(2) By the Board on the Requisition:
The board of directors may also call an extraordinary general meeting on the requisition of given number of members. The given number of members is-
(a) In the case of a company having share capital, member or members holding not less than 1/10 of the paid up share capital of the company carrying voting rights regarding the matter of requisition.
(b) In the case of a company not having share capital, member or members holding at least 1/10 of the total voting power of all the members at the date of deposit of the requisition regarding that matter.
Matters, for the consideration of which the meeting is called shall be stated in the requisition and those matters alone shall be considered at the meeting. Requisition must be duly signed by the requisitionists and deposited at the registered office of the company.
Board of Directors must proceed to call a meeting for the consideration of the matters notified by the requisitionists within 21 days of the deposit of requisition at the registered office of the company. In all cases the meeting must be held by the directors on a day not later than 45 days from the date of the deposit of the requisition.

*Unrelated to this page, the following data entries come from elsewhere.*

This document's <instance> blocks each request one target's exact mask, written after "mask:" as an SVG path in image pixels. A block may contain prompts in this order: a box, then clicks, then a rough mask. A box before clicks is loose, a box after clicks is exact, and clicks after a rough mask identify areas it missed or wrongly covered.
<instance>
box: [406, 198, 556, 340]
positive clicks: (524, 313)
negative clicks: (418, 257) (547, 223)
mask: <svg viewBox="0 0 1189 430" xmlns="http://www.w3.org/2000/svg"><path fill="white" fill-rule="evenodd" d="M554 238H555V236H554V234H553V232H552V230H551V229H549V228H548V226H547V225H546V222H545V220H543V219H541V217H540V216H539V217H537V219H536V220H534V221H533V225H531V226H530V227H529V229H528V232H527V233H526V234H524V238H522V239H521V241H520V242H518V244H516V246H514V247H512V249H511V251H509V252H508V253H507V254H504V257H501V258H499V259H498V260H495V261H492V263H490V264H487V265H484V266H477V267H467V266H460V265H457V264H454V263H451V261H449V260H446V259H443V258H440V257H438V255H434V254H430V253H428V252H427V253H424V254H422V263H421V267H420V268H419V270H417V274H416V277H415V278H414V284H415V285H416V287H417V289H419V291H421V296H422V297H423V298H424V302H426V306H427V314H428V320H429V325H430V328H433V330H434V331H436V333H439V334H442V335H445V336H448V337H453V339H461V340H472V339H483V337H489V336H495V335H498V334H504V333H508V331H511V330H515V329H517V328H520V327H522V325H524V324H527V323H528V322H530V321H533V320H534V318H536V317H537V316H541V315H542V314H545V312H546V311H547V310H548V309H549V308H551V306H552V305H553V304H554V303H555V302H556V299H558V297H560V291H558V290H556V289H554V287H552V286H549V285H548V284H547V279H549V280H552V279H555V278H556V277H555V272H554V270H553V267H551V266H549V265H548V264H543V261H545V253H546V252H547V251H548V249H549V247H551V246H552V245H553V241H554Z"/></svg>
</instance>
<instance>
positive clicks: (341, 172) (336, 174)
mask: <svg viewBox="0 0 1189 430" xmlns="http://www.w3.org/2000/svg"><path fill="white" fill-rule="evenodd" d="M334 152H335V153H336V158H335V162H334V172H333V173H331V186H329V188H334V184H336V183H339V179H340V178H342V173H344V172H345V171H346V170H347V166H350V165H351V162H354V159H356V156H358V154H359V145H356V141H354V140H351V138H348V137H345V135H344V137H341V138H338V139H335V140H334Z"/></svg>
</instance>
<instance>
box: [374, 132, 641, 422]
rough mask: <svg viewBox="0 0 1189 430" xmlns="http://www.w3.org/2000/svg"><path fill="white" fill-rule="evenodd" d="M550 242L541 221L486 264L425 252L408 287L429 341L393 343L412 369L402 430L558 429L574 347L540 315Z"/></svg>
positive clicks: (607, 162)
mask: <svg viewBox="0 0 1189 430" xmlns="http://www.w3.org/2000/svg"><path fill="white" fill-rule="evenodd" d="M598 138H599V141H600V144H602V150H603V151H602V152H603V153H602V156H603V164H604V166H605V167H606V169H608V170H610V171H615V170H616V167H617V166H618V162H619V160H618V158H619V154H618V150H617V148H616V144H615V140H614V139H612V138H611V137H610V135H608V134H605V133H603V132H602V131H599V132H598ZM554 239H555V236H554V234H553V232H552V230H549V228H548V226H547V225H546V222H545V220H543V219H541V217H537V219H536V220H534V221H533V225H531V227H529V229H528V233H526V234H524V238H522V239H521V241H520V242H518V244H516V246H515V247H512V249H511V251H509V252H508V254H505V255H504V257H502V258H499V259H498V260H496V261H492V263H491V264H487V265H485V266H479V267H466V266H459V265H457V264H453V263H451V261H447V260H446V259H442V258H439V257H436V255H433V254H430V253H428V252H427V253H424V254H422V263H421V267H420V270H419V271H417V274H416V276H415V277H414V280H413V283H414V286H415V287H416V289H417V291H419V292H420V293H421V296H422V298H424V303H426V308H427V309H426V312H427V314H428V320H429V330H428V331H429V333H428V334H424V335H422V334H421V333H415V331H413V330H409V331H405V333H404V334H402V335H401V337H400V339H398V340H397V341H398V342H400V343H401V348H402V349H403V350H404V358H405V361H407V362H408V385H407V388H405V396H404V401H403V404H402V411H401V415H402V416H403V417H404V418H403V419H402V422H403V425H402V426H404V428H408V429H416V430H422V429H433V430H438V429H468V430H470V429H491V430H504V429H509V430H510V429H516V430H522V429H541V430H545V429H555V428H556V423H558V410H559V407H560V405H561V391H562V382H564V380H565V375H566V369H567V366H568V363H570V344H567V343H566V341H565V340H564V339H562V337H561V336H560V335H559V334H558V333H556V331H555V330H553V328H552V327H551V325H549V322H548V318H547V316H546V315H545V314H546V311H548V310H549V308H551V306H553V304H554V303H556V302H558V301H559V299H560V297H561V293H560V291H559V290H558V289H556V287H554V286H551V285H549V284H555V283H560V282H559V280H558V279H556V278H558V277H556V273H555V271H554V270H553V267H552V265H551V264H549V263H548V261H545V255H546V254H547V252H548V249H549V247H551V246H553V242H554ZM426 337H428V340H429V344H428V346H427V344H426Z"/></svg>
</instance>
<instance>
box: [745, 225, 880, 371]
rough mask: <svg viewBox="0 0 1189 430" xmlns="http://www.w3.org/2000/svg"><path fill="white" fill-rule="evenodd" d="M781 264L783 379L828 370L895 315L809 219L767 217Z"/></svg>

(3) By the Requisitionists:
On default of the directors to call the meeting within 45 days of deposit of the requisition, the meeting may be called by the requisitionists themselves within 3 months of the date of deposit of the requisition.
Requisitionists shall not be allowed to hold the meeting after the expiry of three months from the date of deposit of the requisition except a meeting which was duly convened within three months of the requisition but was adjourned to some other day which falls after the expiry of the said three months.
Requisitionists shall call the meeting in the same manner as nearly as possible in which meetings are called by the Board of Directors.
Notice of such meeting shall be given in the same manner as for the regular meetings. If the registered office is not made available to them, they may hold the meeting anywhere else.
Requisitionists shall be entitled to claim all the expenses of calling a meeting from the company. The company shall be entitled to indemnify itself and to deduct any sums so paid to the requisitionists to meet out the expenses of calling a meeting out of the fees or remuneration of those directors who were in default.
Resolution, properly passed at a meeting called by requisitionists, shall be binding upon the company.
(4) By the Company Law Board (Tribunal w.e.f. date to be notified):
The Company Law Board (the Tribunal) may also under certain circumstances call, hold and conduct the meeting of a company (Sec. 186)-
(a) When it is impracticable to call a meeting of the company in a manner in which meetings of the company may be called, or
(b) When it is not possible to hold or conduct the meeting of the company in the manner prescribed by the Act or the Articles of Association of the company.
Company Law Board may also give such directions as it thinks expedient modifying or supplementing the operation of the provisions of the Act or the Articles of Association in relation to the calling, holding or conducting of the meeting and may direct the company that even one member of the company present in person or by proxy shall be deemed to constitute a meeting.
Company Law Board (the Tribunal) may order for the calling, holding and conducting of such a meeting either (a) of its own motion, or (b) on the application of any director of the company, or (c) of any member of the company who would be entitled to vote at the meeting.